Despite the current market correction, the US energy markets are in pretty good condition. Prices are higher. Most companies have greatly reduced costs and are focused and lean. Prices are not high enough yet for some areas to return to active exploration but activity in the Permian continues. The U.S. is starting to export increasing volumes of petroleum products, helping the world keep prices for energy low. This is a boon to all economies. The Permian has the lowest costs of any area in the world outside the Middle East and is doing extremely well in the current environment. Remember that competitive production from the Middle East has very low cost but is governed by country budgets that need revenues not profits.

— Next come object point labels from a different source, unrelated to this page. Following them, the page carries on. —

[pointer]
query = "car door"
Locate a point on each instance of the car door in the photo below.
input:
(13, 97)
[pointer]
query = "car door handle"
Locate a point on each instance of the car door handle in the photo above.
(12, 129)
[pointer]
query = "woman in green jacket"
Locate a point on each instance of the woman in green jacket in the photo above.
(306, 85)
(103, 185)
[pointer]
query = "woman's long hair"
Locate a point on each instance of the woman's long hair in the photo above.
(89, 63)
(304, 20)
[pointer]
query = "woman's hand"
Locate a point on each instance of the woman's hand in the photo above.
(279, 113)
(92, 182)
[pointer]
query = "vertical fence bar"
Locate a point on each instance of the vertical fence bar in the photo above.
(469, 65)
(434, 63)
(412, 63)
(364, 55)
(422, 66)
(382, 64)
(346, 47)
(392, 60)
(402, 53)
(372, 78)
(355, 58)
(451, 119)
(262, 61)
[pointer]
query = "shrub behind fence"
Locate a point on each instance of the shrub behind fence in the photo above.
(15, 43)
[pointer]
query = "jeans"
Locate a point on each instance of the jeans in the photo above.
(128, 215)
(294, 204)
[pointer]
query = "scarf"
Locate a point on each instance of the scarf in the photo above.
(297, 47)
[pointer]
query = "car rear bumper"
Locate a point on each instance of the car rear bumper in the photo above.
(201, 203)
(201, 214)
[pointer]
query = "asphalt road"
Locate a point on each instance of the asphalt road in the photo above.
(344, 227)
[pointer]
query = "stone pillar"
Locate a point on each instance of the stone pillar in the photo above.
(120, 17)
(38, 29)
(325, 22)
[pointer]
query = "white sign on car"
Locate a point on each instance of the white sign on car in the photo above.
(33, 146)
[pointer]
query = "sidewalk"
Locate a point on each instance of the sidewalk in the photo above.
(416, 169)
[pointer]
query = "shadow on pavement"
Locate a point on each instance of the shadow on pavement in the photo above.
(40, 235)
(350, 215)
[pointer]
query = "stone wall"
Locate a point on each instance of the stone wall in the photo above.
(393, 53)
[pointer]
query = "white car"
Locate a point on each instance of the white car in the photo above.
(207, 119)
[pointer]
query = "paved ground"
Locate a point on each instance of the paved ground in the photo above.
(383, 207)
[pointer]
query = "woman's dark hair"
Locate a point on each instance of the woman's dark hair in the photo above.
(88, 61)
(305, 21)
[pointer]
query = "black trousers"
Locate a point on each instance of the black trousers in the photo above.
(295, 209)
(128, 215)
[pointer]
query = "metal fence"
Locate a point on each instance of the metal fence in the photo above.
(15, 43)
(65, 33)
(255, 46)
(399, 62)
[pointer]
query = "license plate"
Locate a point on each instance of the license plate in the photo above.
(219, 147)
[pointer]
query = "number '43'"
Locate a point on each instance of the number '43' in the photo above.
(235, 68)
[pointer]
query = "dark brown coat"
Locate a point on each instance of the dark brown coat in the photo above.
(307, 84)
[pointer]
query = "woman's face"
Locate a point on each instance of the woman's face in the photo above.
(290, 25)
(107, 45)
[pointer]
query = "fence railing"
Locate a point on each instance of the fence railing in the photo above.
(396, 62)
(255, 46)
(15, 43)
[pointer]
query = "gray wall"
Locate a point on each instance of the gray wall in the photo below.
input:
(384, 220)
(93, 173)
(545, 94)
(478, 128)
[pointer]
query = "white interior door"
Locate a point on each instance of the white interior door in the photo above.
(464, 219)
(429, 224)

Prices around $60 for oil are high enough to be extremely lucrative for Permian operators. They are not high enough to bring much competition from other areas such as the Bakken or the Eagle Ford, or from offshore wells. If OPEC producing countries were to try to increase production in the near future, prices would again decline, in our opinion. This is a beneficial scenario for the U.S. and will likely last until rising Permian production can no longer supply the bulk of slowly rising worldwide demand.
We think the Permian Basin and its producers will continue to rise in prominence and importance. With the portfolio tactically committed to the area, we expect our investors will continue to profit.